Preliminary EEStor results and next steps

In prior press releases, EEStor has indicated certain tuning results where EEStor had combined some, but not all, of the constituents of its dielectric to show performance control of some of the parameters that would be required in completed commercial energy storage layers. Engineering tuning work provides the blending, mixing and curing data necessary to optimize finished layer construction where all constituents are combined.
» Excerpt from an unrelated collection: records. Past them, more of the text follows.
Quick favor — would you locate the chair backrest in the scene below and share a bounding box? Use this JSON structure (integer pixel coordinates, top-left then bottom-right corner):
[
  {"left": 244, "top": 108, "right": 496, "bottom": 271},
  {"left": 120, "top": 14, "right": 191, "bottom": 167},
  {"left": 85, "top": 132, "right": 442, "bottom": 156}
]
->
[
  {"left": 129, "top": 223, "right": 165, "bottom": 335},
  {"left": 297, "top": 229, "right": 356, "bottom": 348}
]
EEStor entered the final phase of tuning optimization of commercial layers that include all necessary and desired constituents in the fourth quarter of 2012. Preliminary results of one such production run were recently retested and verified by personnel from System Engineering and Laboratories ("SEAL"), a professional engineering organization headquartered in Tyler, Texas with the following results:

Manufacture Date of tested layers was Nov. 27, 2012. SEAL have verified the following parameters:

Capacitance measured and verified at 100 Hz & Applied V

Dissipation Factor (%)
Leakage current (mA) @ Applied V
Layer dielectric thickness (microns)
Area of layer - 10^-6 M^2
Permittivity (k)
Maximum applied voltage (volts)
Energy density of dielectric layer only (w.h/L)
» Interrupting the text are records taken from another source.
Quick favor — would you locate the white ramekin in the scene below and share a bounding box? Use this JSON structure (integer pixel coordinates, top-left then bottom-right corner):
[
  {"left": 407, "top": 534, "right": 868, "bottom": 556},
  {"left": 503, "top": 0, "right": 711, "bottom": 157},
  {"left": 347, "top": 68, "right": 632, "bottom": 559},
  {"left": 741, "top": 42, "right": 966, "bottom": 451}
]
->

Testing equipment used included: QuadTech 1715 LCR Digibridge LCR, Keyence GT2-212K, Yokogawa WT3000, Stanford Research PS350/5000B-24W

These data are not the best results achieved by EEStor in any category but are shown to indicate that the benefits of the paraelectric dielectric path are being delivered through EEStor engineering processes and in a pilot production line facility. The samples were chosen to show results with low leakage, some for permittivity. Most importantly, as applied voltage was increased across the samples, there was no detectable degradation of layer capacitance or relative permittivity (i.e.; polarization saturation), thus exhibiting fundamental evidence of paraelectric behavior of the manufactured layers. Breakdown voltages of the samples are not shown.
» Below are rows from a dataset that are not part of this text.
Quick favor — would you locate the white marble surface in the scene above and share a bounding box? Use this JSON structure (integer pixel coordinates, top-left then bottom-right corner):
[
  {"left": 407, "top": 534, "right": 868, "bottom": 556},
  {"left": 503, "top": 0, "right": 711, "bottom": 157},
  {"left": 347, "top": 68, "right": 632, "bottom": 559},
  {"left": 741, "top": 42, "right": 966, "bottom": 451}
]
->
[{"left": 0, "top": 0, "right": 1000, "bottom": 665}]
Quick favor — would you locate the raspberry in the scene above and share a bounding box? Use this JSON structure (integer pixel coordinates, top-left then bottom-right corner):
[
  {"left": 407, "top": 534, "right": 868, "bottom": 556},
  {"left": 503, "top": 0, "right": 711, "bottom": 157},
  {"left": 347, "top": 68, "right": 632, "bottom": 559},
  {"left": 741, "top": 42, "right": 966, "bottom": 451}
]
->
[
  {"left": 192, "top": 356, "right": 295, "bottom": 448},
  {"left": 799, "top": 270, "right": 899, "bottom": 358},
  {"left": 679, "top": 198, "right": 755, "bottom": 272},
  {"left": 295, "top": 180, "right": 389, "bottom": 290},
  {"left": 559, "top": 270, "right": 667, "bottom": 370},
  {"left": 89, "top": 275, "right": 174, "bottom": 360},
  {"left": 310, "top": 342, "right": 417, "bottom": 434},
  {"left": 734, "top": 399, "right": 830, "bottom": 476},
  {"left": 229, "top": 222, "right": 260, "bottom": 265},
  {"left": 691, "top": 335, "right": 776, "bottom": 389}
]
Next steps for EEStor after final tuning the performance of the dielectric material will be certification of pre-production sample layers produced by the pilot production line. Layers will then be available for purchase by qualified commercial buyers for their independent testing purposes. After layer certification, EEStor, Inc. will work in conjunction with commercial partners to customize and improve throughput of the continuous pilot production facility specific to the needs of customers.

This press release contains "forward-looking statements," including statements related to product plans, product functionality and production plans. These statements are subject to a number of risks and uncertainties, including the risk of development or production delays, the risk that the technology or devices may not perform as expected, component or raw materials delays or shortages, the ability to effectively manage operating expenses and manufacturing operations and the ability to maintain or raise sufficient capital to fund current development and production goals. EEStor's actual results may differ materially from the expected results in this release. Readers are cautioned not to place undue reliance on these forward-looking statements, which speak only as of the date such statements are made. EEStor does not undertake any obligation to publicly update any forward-looking statements to reflect events, circumstances or new information after this press release, or to reflect the occurrence of unanticipated events. Dr. Ulrich was not paid by EEStor for the quotes used in this release.